Thoughts about Internet Surveillance

This blog post is not directly KDE related, but is about freedom in the broader scope. Obviously like all my blog posts this post only represents my personal opinion and not of any organization I am a member of.

Privacy has a long tradition in modern Germany. In 1983 the German government wanted to organize a census and drafted a law for this census. People protested against this law in front of Germany’s highest court Bundesverfassungsgericht (“federal constitutional court”). The court did not only stop the census but went much further and did something which has never happened before in German history: the court created a new civil right directly derived from the other civil rights. The civil right on “informationelle Selbstbestimmung” (“informational self-determination”). I quote verbatim the new civil right directly from the verdict:

Das Grundrecht gewährleistet insoweit die Befugnis des Einzelnen, grundsätzlich selbst über die Preisgabe und Verwendung seiner persönlichen Daten zu bestimmen. (in English: “This basic right warrants in this respect the capacity of the individual to determine in principle the disclosure and use of his/her personal data.”)

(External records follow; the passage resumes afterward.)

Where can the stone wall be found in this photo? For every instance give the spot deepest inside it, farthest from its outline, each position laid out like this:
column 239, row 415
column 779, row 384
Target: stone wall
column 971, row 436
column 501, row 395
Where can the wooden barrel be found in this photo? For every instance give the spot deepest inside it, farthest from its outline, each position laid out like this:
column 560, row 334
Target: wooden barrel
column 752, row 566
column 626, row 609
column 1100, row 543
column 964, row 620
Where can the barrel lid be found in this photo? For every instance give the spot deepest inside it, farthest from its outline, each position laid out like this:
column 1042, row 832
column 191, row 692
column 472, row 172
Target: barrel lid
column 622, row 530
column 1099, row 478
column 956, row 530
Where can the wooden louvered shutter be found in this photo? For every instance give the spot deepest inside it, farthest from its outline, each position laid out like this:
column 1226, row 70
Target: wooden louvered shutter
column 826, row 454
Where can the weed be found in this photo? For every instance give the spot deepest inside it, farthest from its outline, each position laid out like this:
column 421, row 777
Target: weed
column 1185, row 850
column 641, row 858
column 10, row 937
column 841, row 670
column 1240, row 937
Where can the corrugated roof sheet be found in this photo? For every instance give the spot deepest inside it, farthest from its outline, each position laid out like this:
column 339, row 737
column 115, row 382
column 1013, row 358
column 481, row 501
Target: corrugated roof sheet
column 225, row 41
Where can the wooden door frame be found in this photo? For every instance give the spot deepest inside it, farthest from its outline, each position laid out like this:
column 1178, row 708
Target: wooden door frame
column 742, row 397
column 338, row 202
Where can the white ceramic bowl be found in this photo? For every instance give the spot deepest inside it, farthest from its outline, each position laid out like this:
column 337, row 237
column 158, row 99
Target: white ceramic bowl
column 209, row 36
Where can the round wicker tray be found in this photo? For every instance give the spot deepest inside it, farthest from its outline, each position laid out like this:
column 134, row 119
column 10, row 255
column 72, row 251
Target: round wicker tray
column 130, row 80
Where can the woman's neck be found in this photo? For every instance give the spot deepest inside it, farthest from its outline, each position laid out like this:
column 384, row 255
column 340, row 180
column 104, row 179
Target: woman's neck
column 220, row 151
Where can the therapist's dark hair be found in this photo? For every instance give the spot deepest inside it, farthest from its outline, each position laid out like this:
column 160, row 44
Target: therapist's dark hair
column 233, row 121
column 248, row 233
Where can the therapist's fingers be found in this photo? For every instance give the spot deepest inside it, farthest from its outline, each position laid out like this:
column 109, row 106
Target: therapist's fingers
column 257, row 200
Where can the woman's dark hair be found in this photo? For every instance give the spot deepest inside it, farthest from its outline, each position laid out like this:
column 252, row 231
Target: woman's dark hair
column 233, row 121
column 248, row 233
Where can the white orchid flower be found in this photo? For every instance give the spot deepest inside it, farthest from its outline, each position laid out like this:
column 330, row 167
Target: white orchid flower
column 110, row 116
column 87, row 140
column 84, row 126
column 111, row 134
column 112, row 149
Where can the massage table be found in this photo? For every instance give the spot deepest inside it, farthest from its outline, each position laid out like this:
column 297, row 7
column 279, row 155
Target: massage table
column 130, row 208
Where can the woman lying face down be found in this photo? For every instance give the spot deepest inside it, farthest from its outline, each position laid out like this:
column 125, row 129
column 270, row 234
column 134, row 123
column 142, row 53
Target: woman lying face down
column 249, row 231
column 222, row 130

Furthermore I want to quote one part of the verdict as it’s rather important in the current discussion about governmental surveillance:

Wer nicht mit hinreichender Sicherheit überschauen kann, welche ihn betreffende Informationen in bestimmten Bereichen seiner sozialen Umwelt bekannt sind, und wer das Wissen möglicher Kommunikationspartner nicht einigermaßen abzuschätzen vermag, kann in seiner Freiheit wesentlich gehemmt werden, aus eigener Selbstbestimmung zu planen oder zu entscheiden. Mit dem Recht auf informationelle Selbstbestimmung wären eine Gesellschaftsordnung und eine diese ermöglichende Rechtsordnung nicht vereinbar, in der Bürger nicht mehr wissen können, wer was wann und bei welcher Gelegenheit über sie weiß. Wer unsicher ist, ob abweichende Verhaltensweisen jederzeit notiert und als Information dauerhaft gespeichert, verwendet oder weitergegeben werden, wird versuchen, nicht durch solche Verhaltensweisen aufzufallen. Wer damit rechnet, daß etwa die Teilnahme an einer Versammlung oder einer Bürgerinitiative behördlich registriert wird und daß ihm dadurch Risiken entstehen können, wird möglicherweise auf eine Ausübung seiner entsprechenden Grundrechte (Art 8, 9 GG) verzichten. Dies würde nicht nur die individuellen Entfaltungschancen des Einzelnen beeinträchtigen, sondern auch das Gemeinwohl, weil Selbstbestimmung eine elementare Funktionsbedingung eines auf Handlungsfähigkeit und Mitwirkungsfähigkeit seiner Bürger begründeten freiheitlichen demokratischen Gemeinwesens ist.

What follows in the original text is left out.